Lots of my friends are “locavores” — people who try to buy their food from somewhere nearby, rather than importing it from far away.  One reason they cite is environmental friendliness — transporting food takes energy, which mean releasing greenhouse gasses.  Eating local is one way to reduce your carbon footprint.

A recent analysis, however, summarized by Andrew Winston of the Harvard Business Review, points out that far more energy goes into growing food for the average U.S. household than transporting it:

  • 83% of the average U.S. household’s carbon footprint for food comes from growing and producing it. Transportation is only 11%.
  • Different foods have vastly different greenhouse gas (GHG) intensity, with meat requiring far more energy to produce, and red meat being particularly egregious, requiring 150% more energy than even chicken.
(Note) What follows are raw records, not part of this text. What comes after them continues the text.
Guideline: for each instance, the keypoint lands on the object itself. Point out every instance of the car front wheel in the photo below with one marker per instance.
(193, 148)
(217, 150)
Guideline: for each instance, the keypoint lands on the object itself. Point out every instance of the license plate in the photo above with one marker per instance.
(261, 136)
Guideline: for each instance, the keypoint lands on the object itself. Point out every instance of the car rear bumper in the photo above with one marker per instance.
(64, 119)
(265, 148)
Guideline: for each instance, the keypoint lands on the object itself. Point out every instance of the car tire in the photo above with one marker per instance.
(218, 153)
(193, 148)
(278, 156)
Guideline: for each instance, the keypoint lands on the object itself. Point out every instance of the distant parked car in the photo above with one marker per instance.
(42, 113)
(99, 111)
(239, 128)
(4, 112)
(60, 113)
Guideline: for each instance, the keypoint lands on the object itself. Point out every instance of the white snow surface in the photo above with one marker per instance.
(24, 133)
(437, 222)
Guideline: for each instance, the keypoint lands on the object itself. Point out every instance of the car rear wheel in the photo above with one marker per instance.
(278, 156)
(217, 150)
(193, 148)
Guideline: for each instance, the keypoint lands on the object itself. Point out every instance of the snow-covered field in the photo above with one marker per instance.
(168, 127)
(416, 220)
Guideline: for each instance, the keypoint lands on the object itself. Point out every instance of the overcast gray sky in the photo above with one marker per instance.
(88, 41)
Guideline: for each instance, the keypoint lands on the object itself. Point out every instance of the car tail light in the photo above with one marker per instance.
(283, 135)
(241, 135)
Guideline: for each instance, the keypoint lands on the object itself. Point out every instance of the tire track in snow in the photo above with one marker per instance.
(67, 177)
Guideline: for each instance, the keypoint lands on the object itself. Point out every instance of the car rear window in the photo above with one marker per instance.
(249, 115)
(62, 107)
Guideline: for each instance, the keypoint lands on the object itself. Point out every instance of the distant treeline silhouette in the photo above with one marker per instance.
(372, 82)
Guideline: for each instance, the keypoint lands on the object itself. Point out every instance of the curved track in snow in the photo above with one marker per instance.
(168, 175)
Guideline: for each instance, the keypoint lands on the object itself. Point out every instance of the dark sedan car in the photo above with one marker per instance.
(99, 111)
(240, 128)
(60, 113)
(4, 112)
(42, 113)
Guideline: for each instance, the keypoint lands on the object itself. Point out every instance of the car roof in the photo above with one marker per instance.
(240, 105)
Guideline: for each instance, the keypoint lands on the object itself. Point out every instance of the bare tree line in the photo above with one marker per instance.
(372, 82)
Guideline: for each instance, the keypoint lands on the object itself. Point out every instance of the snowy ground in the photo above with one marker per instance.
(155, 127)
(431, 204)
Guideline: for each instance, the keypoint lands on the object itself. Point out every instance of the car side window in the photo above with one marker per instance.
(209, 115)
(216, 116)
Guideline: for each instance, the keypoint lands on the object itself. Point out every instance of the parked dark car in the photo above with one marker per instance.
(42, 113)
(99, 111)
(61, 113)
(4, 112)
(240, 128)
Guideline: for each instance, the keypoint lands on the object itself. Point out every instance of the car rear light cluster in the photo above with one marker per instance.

So the journal article adds this up to an obvious conclusion: if you want to reduce your food’s carbon footprint, eat less meat. In short, “Shifting less than one day per week’s worth of calories from red meat and dairy products to chicken, fish, eggs, or a vegetable-based diet achieves more GHG reduction than buying all locally sourced food.”

Also of note: lamb is far worse for the environment than beef, which is far worse than other common meat products.  The same graph compares the energy used to produce a number of foods.

Of course, there’s no reason not to do both things to help the environment — buy more produce from local sources and eat less meat and dairy.  But if you find yourself weighing the costs and benefits in order to decide when and whether to buy local or eat red meat in a given case, keep in mind the relative contributions to your carbon footprint.